Seriously, that kind of heavy AI would further tax an already extremely taxed CPU (as a result of this game). It’s not feasible.
March 17th, 2010 at 5:23 am
Thing is the kind of AI you people have in mind is a little out of the scope even for modern gaming, gaming typically uses the old “chess board approach” any more competitive then you would be complaining its too powerful. Fact is AI in gaming can never become anything close to artificial neural networks, not saying the possibility does not exist its just not very logical in the game sense. You would then assume AI to make human like decisions that is a subject still quiet impossible at least in gaming, it would require to train the neural networks to behave on a cognitive level of a strategist able to mimic and counter whatever you throw at it. Its simply impossible because fact is real AI is slow in the head, in fact most physicists exclaim the smartest human like AI ever created thus far has the intelligence of a retarded cockroach that is the closest we have come real life Terminator or The Matrix. That is worse than a mouse stuck in a maze trying to find its way out so imagine what AI must be like if you had to program it for games.
March 17th, 2010 at 7:58 am
I think most players actually want bad AI. Only a small percentage of the buying public actually go online with their game. They’ve no particular competitive streak so they’re much happier pummelling a bad AI opponent over and over without ever having their egos bruised.

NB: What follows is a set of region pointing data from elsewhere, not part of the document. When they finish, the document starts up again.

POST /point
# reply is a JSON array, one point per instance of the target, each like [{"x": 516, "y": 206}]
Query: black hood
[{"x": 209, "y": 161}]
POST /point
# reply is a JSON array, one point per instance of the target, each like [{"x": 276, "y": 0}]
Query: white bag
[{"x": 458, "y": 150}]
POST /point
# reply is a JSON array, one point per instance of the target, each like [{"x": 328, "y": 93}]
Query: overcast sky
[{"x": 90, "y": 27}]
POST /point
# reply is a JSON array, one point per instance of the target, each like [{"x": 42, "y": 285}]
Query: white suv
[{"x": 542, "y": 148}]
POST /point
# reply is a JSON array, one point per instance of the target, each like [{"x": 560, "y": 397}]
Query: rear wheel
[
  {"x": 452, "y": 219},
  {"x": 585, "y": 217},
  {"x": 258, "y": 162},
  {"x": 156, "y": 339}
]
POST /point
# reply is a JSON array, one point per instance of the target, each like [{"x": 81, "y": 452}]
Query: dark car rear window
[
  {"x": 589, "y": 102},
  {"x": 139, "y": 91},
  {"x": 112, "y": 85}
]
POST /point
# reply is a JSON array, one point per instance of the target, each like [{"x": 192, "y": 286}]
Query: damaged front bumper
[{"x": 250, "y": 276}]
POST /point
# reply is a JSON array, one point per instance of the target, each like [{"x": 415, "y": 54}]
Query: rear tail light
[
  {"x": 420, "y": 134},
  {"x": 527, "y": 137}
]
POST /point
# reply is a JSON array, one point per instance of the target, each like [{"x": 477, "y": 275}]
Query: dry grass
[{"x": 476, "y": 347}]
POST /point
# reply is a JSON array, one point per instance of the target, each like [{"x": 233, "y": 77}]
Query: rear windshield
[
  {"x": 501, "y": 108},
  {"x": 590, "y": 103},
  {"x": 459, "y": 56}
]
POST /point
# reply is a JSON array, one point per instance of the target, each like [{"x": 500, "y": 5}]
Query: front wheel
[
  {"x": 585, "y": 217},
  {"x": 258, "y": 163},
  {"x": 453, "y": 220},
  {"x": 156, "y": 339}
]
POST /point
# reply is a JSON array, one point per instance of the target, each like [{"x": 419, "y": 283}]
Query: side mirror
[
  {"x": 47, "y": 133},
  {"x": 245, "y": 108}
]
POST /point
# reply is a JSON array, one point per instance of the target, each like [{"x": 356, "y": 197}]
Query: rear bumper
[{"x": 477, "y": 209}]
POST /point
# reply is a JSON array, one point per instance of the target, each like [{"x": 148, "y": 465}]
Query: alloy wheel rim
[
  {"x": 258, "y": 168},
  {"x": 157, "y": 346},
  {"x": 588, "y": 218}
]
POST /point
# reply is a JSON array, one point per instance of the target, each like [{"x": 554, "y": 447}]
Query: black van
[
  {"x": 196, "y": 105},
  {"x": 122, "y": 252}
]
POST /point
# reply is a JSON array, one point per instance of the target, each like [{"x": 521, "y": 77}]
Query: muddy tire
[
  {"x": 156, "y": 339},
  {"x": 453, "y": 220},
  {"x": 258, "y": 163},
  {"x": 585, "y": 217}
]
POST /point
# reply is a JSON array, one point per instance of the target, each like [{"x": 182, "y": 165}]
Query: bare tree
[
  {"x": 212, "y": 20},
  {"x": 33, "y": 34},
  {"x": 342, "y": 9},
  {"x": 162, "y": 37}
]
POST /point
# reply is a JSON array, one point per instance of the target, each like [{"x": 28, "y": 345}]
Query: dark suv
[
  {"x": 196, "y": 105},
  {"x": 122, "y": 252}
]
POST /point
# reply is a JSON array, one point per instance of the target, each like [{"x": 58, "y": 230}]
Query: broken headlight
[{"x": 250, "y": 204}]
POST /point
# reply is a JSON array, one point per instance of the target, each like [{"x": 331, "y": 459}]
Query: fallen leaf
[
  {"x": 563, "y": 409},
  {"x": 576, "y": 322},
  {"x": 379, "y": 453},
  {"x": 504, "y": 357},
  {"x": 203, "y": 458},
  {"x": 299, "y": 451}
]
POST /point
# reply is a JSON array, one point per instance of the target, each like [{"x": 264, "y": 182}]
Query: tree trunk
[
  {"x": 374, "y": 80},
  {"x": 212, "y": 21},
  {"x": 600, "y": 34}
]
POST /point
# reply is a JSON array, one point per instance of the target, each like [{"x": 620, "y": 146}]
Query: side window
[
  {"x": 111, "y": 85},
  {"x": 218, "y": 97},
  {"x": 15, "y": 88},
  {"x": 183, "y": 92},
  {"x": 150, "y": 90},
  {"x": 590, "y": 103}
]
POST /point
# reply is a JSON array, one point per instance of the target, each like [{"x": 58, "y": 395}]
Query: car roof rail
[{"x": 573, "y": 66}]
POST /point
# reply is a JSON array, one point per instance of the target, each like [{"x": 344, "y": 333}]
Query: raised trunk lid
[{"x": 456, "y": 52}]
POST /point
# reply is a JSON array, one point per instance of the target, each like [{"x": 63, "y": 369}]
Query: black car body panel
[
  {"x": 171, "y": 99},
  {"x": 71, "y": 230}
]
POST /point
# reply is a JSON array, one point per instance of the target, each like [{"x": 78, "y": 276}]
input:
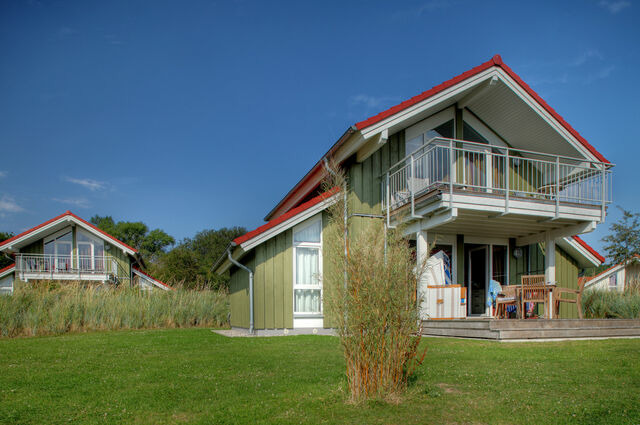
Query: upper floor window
[{"x": 444, "y": 130}]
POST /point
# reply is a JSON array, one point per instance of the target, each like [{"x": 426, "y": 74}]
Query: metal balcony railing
[
  {"x": 66, "y": 264},
  {"x": 451, "y": 165}
]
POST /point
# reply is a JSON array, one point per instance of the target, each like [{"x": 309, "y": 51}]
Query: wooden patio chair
[
  {"x": 533, "y": 290},
  {"x": 560, "y": 296},
  {"x": 507, "y": 297}
]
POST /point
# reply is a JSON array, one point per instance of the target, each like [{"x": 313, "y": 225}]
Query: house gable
[
  {"x": 487, "y": 90},
  {"x": 37, "y": 233}
]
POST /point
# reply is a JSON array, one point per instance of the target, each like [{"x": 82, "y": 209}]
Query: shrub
[
  {"x": 48, "y": 310},
  {"x": 375, "y": 309},
  {"x": 605, "y": 304}
]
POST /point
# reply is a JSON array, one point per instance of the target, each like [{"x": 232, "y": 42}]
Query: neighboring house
[
  {"x": 618, "y": 277},
  {"x": 68, "y": 248},
  {"x": 479, "y": 164}
]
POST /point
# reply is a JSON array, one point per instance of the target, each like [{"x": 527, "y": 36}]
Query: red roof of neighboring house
[
  {"x": 495, "y": 61},
  {"x": 66, "y": 213},
  {"x": 153, "y": 278},
  {"x": 589, "y": 248},
  {"x": 9, "y": 267},
  {"x": 289, "y": 214}
]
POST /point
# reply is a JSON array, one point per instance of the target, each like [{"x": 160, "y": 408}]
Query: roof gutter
[{"x": 247, "y": 269}]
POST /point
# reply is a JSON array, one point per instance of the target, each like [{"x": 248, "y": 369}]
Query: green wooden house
[
  {"x": 68, "y": 248},
  {"x": 480, "y": 165}
]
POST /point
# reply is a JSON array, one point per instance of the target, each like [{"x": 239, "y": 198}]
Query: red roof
[
  {"x": 66, "y": 213},
  {"x": 4, "y": 269},
  {"x": 153, "y": 278},
  {"x": 289, "y": 214},
  {"x": 589, "y": 248},
  {"x": 495, "y": 61}
]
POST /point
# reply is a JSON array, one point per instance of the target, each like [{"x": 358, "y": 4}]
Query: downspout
[{"x": 248, "y": 270}]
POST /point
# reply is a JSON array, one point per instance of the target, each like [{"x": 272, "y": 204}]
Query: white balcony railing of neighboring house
[
  {"x": 51, "y": 265},
  {"x": 452, "y": 165}
]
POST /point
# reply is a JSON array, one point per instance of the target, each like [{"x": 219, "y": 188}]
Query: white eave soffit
[
  {"x": 434, "y": 103},
  {"x": 55, "y": 226}
]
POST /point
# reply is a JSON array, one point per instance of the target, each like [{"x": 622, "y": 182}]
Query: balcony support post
[
  {"x": 388, "y": 196},
  {"x": 507, "y": 172},
  {"x": 557, "y": 187},
  {"x": 413, "y": 198},
  {"x": 603, "y": 194}
]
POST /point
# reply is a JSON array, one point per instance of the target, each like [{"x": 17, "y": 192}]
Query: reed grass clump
[
  {"x": 605, "y": 304},
  {"x": 49, "y": 310},
  {"x": 371, "y": 296}
]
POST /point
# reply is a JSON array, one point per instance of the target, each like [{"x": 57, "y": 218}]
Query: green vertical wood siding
[
  {"x": 273, "y": 286},
  {"x": 365, "y": 179},
  {"x": 532, "y": 262},
  {"x": 567, "y": 276}
]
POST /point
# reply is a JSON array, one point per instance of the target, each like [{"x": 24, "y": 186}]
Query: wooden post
[{"x": 550, "y": 267}]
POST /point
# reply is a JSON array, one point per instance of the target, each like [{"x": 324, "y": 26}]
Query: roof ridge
[{"x": 58, "y": 217}]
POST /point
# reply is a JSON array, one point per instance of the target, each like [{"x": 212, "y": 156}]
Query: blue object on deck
[{"x": 494, "y": 290}]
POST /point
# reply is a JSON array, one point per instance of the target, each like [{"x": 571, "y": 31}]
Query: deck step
[{"x": 532, "y": 329}]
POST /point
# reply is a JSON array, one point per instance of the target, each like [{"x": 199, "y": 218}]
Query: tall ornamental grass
[
  {"x": 605, "y": 304},
  {"x": 32, "y": 311},
  {"x": 375, "y": 310}
]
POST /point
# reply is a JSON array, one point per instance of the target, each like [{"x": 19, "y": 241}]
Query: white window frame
[
  {"x": 94, "y": 242},
  {"x": 313, "y": 245}
]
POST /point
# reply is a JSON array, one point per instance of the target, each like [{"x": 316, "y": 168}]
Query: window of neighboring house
[
  {"x": 444, "y": 130},
  {"x": 58, "y": 252},
  {"x": 499, "y": 266},
  {"x": 307, "y": 279},
  {"x": 90, "y": 251}
]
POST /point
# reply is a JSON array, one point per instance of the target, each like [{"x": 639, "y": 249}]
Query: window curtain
[
  {"x": 307, "y": 301},
  {"x": 307, "y": 266},
  {"x": 310, "y": 233}
]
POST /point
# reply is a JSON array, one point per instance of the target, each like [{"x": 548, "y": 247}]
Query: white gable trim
[
  {"x": 247, "y": 246},
  {"x": 70, "y": 219},
  {"x": 150, "y": 280},
  {"x": 605, "y": 275},
  {"x": 572, "y": 244},
  {"x": 8, "y": 271},
  {"x": 431, "y": 102},
  {"x": 545, "y": 115}
]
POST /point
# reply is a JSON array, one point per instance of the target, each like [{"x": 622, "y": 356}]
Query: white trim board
[{"x": 65, "y": 219}]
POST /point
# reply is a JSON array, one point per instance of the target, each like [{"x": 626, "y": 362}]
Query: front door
[{"x": 477, "y": 279}]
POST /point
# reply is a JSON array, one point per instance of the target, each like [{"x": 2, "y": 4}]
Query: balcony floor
[{"x": 485, "y": 214}]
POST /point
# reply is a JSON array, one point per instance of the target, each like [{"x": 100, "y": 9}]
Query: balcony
[
  {"x": 66, "y": 267},
  {"x": 496, "y": 180}
]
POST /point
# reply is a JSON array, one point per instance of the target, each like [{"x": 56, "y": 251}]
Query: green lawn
[{"x": 196, "y": 376}]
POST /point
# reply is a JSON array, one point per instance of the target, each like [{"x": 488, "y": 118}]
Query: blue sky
[{"x": 202, "y": 114}]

I think “smoke and mirrors” AI is going to be with us for a long time. Trying to do “proper” AI work is nightmarishly difficult. Anyway, I think the main emphasis should be on making an AI that’s entertaining. It doesn’t necessarily have to be smart. It just needs to not be repetitive which the SupCom and TA AI’s always were. I always heard Z: Steel Soldiers praised for it’s unpredictable and merciless AI. It was one of those games I meant to get into properly but I’d no PC at the time and by the time I did nobody was playing online anymore so I wasn’t bothered.